And Jonny shone the torch before him and found that little hatchway affair, switched off the torch and removed the hatchway affair. The hatchway affair lay behind a portrait of Sir Henry Crawford, many times great-granddaddy of the recently deceased James. This portrait hung over the fireplace in Princess Amelia's sitting room.

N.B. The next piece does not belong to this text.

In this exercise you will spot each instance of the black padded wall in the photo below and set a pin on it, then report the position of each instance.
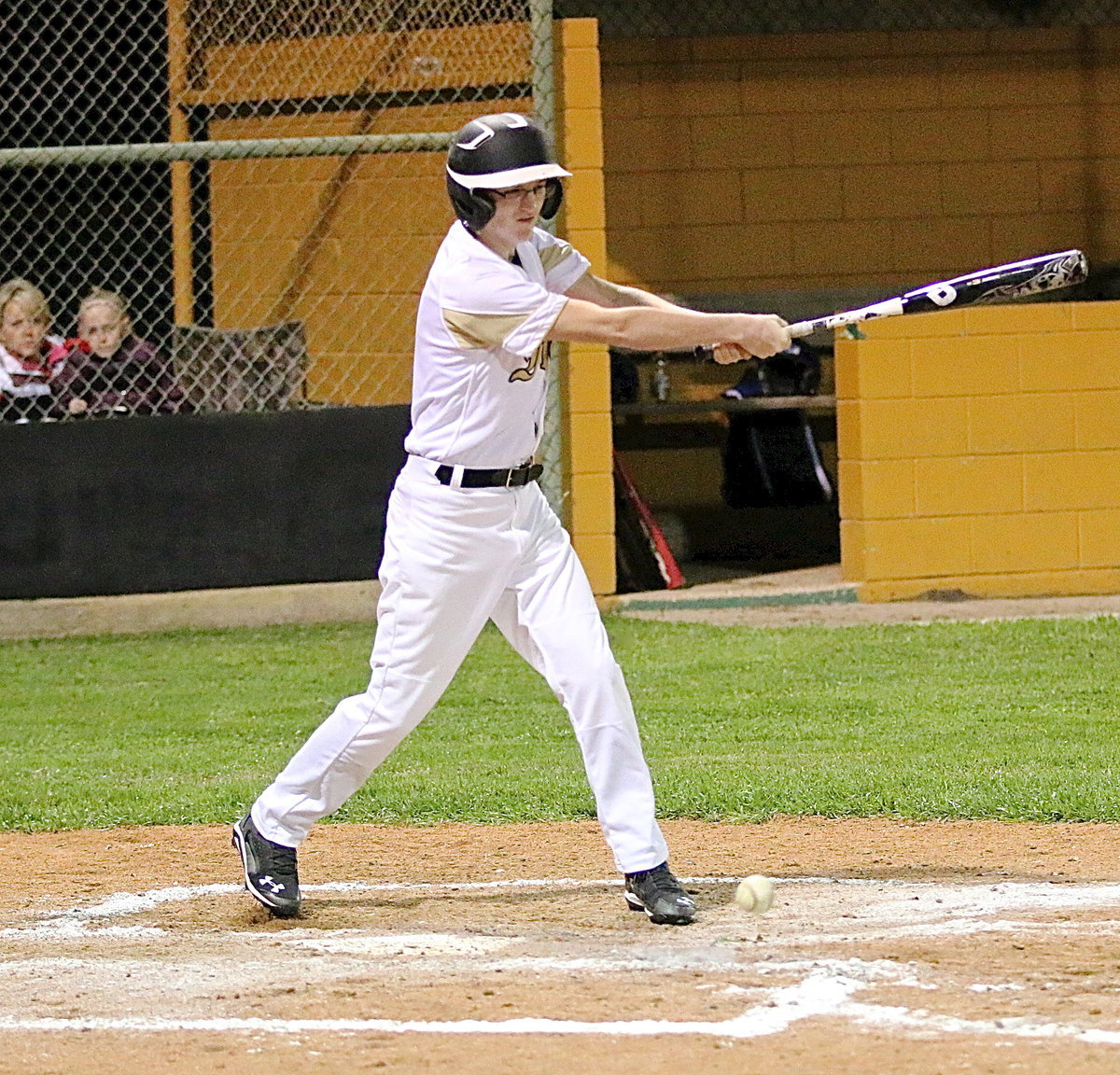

And the little hatchway removed the eyes from the portrait, to be replaced by the eyes of Jonny Hooker. Just like in those old-fashioned movies, which sometimes show more starred Bob Hope. And didn't you always want to live in a house with a secret passage and a big portrait with the removable eyes that you could peer from behind, all secretive-like?
You didn't? Well, shame upon you.
Jonny Hooker always had, and he was loving this.


In this book is much concerning Robert Johnson, who met the devil at the crossroads and sold his soul in return for becoming the world's greatest guitarist, and also much concerning the Air Loom Gang and their influencing machine. But mainly it is the story of Jonny Hooker (guitarist in a local rock band, escaped mental patient , suspected murderer and fake park ranger) and the trouble he gets into when he decides to enter a competition to solve the Da-Da-De-Da-Da code.

The story is set in Brentford, in and around Gunnersbury Park, a local authority run public park that was once home to the Rothschilds, and the lady in the straw hat makes an appearance, along with Jonny's invisible friend Mr. Giggles, two park rangers called Kenneth Connor and Charles Hawtrey (not that Kenneth Connor and Charles Hawtrey), a police constable with a rocket launcher, and a very odd pub landlord.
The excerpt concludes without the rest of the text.